Why it matters: In cloud environments, different regions have different performance characteristics. A service deployed in one region might perform differently than the same service in another region, even with identical code.
Best Practices:
- Test your applications across different network conditions
- Implement adaptive algorithms that can handle varying network characteristics
- Use monitoring to understand actual network performance
- Design for the weakest network link in your system
Why These Fallacies Matter More Than Ever Link to heading
In today’s cloud-native, CI/CD-driven world, these fallacies are not just academic concepts—they’re daily realities that can make or break your system. With continuous deployment, your system is in a constant state of change. Each service call might hit a different version of your application, running on different infrastructure, with different performance characteristics.
The dynamic nature of modern cloud deployments means that the assumptions underlying these fallacies are violated more frequently and more dramatically than ever before. Understanding and designing for these realities is not optional—it’s essential for building resilient, scalable systems.

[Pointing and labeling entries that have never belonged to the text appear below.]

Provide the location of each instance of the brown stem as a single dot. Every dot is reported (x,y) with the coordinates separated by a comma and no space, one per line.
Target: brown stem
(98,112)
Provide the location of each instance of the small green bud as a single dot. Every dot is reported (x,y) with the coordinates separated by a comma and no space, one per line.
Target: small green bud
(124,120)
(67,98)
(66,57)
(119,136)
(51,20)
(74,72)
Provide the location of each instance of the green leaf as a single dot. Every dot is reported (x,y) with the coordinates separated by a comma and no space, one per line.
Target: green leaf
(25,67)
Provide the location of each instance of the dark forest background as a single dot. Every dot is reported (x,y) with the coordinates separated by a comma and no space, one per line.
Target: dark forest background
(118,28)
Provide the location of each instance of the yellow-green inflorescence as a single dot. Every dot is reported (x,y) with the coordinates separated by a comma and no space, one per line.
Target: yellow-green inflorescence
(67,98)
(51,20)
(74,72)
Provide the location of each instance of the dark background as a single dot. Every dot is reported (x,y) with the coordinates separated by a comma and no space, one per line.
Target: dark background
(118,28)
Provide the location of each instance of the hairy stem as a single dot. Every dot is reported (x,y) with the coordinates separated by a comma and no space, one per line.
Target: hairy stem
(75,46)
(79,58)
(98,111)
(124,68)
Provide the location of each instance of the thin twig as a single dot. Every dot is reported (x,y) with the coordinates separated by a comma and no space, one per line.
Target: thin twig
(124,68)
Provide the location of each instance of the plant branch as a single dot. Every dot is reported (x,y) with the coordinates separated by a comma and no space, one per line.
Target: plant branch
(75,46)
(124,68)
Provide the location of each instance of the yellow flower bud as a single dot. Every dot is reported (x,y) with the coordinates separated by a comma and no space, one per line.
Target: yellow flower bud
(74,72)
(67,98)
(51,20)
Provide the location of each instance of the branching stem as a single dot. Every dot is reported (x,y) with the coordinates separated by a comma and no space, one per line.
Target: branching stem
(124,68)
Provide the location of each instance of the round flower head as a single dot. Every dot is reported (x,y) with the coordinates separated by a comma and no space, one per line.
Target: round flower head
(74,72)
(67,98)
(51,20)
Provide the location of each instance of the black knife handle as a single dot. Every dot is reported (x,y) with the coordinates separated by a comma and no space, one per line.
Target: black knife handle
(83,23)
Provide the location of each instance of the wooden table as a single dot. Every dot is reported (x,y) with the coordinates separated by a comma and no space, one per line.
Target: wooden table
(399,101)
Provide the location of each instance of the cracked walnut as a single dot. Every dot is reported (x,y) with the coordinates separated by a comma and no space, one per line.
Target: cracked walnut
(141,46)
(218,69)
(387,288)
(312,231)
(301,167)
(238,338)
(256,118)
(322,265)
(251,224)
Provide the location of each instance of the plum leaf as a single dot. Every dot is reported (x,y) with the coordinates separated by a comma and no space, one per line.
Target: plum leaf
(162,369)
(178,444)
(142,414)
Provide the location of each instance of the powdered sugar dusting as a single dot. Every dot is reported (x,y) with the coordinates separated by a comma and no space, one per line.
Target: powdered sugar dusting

Conclusion Link to heading
The 8 Fallacies of Distributed Computing serve as a crucial reminder that distributed systems are fundamentally different from monolithic applications. In today’s cloud landscape, where services are constantly being deployed, scaled, and updated, these fallacies are more relevant than ever. By acknowledging these realities and designing your systems accordingly, you can build applications that are resilient, scalable, and capable of thriving in the dynamic, ever-changing world of distributed computing.
Remember: in distributed systems, failure is not an exception—it’s a feature. Design for it, test for it, and embrace it as part of your system’s normal operation.